OpenLineage Spark Integration

The OpenLineage Spark integration is a separate package from the Airflow OpenLineage provider. For Spark applications to send lineage (regardless if triggered from Airflow or not), you need to have the Spark OpenLineage integration enabled and configured in your Spark application. The Airflow OpenLineage provider can, in some cases, help facilitate this by automatically injecting necessary configuration into Spark jobs. Usually, the same parameters that are passed to spark-submit can also be supplied directly from Airflow and other schedulers, allowing for seamless configuration and execution of Spark jobs.

Understanding different integrations

Airflow OpenLineage Provider

Tracks lineage for Airflow DAGs and tasks. It emits OpenLineage events when Airflow tasks execute, capturing information about the Airflow workflow itself. It must be installed and enabled in your Airflow environment.

Spark OpenLineage Integration

Tracks lineage for Spark applications. It uses the OpenLineageSparkListener to monitor Spark execution and extract metadata about datasets, jobs, and their dependencies. This integration must be enabled in your Spark application independently.

When Spark jobs are triggered from Airflow, both integrations work together

  • The Airflow OpenLineage provider tracks the Airflow task that triggers the Spark job

  • The Spark integration tracks the actual Spark application execution

  • Parent job information injected into Spark application by Airflow task links the two jobs together

For detailed information about the Spark integration, see the OpenLineage Spark documentation.

Enabling Spark OpenLineage Integration

To enable OpenLineage in your Spark application, you need to install and configure the OpenLineage Spark integration. This is a separate step from enabling the Airflow OpenLineage provider. For detailed installation instructions, including different installation methods, see the OpenLineage Spark Installation documentation. After installation, you’ll need to configure the Spark OpenLineage listener and other settings. For complete Spark configuration options, see the Spark Configuration documentation.

Preserving Job Hierarchy

To establish a correct job hierarchy in lineage tracking, the Spark application needs to know about its parent job (e.g., the Airflow task that triggered it). This allows the Spark integration to automatically add a ParentRunFacet to the Spark application-level OpenLineage event, linking the Spark job to its originating Airflow job in the lineage graph.

For a general explanation of why preserving job hierarchy is important and how it works, see OpenLineage Job Hierarchy & Macros.

The following Spark properties are required for automatic creation of the ParentRunFacet:

  • spark.openlineage.parentJobNamespace - Namespace of the parent job (Airflow task)

  • spark.openlineage.parentJobName - Job name of the parent job (Airflow task)

  • spark.openlineage.parentRunId - Run ID of the parent job (Airflow task)

Additionally, the following properties (available in Spark integration version 1.31.0 and later) allow easier connection of the root (top-level parent) job to the children jobs:

  • spark.openlineage.rootParentJobNamespace - Namespace of the root job (e.g., Airflow DAG)

  • spark.openlineage.rootParentJobName - Job name of the root job (e.g., Airflow DAG)

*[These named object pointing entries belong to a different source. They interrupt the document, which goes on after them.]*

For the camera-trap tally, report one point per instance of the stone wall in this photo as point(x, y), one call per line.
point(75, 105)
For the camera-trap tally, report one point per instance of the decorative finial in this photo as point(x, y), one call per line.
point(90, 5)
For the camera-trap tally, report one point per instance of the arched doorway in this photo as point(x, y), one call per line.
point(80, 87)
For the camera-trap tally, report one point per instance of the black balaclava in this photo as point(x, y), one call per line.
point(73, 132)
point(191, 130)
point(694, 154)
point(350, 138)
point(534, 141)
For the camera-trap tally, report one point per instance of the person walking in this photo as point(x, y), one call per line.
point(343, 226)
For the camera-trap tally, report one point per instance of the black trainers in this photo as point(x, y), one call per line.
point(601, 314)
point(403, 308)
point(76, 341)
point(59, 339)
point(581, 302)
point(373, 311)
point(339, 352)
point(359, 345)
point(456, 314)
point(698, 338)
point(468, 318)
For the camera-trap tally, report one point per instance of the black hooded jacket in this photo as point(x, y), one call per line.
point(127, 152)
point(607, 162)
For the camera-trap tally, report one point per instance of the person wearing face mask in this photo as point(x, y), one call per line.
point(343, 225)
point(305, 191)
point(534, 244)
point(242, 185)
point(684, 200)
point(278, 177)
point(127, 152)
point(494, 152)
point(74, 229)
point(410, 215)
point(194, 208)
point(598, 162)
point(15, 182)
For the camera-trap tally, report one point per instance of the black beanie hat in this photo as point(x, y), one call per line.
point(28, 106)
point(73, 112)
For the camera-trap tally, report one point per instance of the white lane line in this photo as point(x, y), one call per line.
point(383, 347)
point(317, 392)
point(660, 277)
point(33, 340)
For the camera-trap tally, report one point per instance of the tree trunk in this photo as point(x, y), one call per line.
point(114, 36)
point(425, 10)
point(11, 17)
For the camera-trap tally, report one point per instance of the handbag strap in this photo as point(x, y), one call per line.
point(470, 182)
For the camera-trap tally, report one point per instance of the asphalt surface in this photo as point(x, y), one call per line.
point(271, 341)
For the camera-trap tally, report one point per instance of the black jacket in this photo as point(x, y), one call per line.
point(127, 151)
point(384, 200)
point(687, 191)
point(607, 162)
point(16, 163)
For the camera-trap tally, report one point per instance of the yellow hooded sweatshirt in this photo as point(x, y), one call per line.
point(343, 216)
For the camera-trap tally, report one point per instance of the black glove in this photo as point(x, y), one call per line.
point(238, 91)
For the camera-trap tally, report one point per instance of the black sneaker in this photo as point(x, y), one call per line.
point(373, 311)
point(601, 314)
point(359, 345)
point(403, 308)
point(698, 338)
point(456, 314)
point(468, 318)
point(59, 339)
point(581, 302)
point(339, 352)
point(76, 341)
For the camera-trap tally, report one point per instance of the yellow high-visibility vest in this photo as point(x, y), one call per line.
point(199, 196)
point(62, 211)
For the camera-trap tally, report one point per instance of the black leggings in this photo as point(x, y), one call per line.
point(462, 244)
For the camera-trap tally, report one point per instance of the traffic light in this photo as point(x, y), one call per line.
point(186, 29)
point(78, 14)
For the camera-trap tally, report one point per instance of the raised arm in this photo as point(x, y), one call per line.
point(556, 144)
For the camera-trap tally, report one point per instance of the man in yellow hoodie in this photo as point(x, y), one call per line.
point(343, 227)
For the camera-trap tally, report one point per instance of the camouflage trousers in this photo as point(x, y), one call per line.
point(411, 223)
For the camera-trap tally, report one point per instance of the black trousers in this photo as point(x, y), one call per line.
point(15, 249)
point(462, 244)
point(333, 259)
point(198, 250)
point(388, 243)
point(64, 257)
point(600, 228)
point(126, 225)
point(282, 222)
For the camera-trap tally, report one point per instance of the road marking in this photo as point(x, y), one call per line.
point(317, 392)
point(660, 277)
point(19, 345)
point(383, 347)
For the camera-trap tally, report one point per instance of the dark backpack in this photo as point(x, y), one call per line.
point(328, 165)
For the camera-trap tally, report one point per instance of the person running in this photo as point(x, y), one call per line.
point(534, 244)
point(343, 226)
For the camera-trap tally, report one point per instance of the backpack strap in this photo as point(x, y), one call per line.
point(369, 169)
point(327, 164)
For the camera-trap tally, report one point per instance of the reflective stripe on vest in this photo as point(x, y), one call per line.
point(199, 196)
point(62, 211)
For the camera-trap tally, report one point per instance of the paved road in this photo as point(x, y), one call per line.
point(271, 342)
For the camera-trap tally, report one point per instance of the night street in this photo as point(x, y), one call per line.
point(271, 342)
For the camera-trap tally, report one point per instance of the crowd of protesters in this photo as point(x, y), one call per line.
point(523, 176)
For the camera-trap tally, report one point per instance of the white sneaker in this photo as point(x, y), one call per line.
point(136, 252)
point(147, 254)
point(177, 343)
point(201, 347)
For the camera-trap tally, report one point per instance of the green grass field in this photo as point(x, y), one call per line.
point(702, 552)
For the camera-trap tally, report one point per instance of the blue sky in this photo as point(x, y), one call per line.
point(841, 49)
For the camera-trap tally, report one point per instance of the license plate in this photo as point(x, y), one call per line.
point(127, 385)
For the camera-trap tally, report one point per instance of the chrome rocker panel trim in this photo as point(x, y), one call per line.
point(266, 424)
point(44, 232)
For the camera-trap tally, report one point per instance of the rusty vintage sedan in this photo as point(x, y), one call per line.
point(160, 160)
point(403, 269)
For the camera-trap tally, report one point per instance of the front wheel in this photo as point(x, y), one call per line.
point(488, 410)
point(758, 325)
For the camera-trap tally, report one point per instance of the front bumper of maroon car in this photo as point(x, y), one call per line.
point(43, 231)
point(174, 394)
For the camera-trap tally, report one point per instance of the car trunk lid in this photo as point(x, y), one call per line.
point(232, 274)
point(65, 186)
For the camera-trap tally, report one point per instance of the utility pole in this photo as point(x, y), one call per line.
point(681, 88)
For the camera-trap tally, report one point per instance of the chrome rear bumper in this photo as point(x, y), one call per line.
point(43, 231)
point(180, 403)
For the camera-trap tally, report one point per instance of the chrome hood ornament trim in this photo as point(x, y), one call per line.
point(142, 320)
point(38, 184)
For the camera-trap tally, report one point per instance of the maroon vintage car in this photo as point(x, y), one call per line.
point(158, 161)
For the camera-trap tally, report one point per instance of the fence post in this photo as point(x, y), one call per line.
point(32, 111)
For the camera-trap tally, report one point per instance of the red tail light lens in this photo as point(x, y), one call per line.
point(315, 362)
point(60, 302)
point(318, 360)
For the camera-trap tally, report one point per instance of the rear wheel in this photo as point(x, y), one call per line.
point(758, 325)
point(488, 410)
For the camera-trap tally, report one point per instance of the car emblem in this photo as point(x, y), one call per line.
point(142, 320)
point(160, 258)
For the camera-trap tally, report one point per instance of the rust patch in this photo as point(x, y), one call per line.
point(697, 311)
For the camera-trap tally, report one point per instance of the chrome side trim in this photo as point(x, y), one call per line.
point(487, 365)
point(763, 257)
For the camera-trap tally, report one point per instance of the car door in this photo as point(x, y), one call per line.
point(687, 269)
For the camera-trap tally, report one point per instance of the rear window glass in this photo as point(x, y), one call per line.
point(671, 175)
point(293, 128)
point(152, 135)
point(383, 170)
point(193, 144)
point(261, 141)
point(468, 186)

  • spark.openlineage.rootParentRunId - Run ID of the root job (e.g., Airflow DAG)

Automatic Injection

The Airflow OpenLineage provider can automatically inject parent job information and transport configuration into Spark application properties when Spark jobs are submitted from Airflow. This eliminates the need to manually configure these properties in every Spark operator.

Automatic injection is supported for the following operators:

Enabling Automatic Parent Job Information Injection

Airflow OpenLineage provider can automatically inject Airflow’s task information into Spark application properties as parent job information.

This configuration serves as the default behavior for all Operators that support automatic Spark properties injection, unless it is explicitly overridden at the Operator level. To prevent a specific Operator from injecting the parent job information while allowing all other supported Operators to do so by default, openlineage_inject_parent_job_info=False can be explicitly provided to that specific Operator.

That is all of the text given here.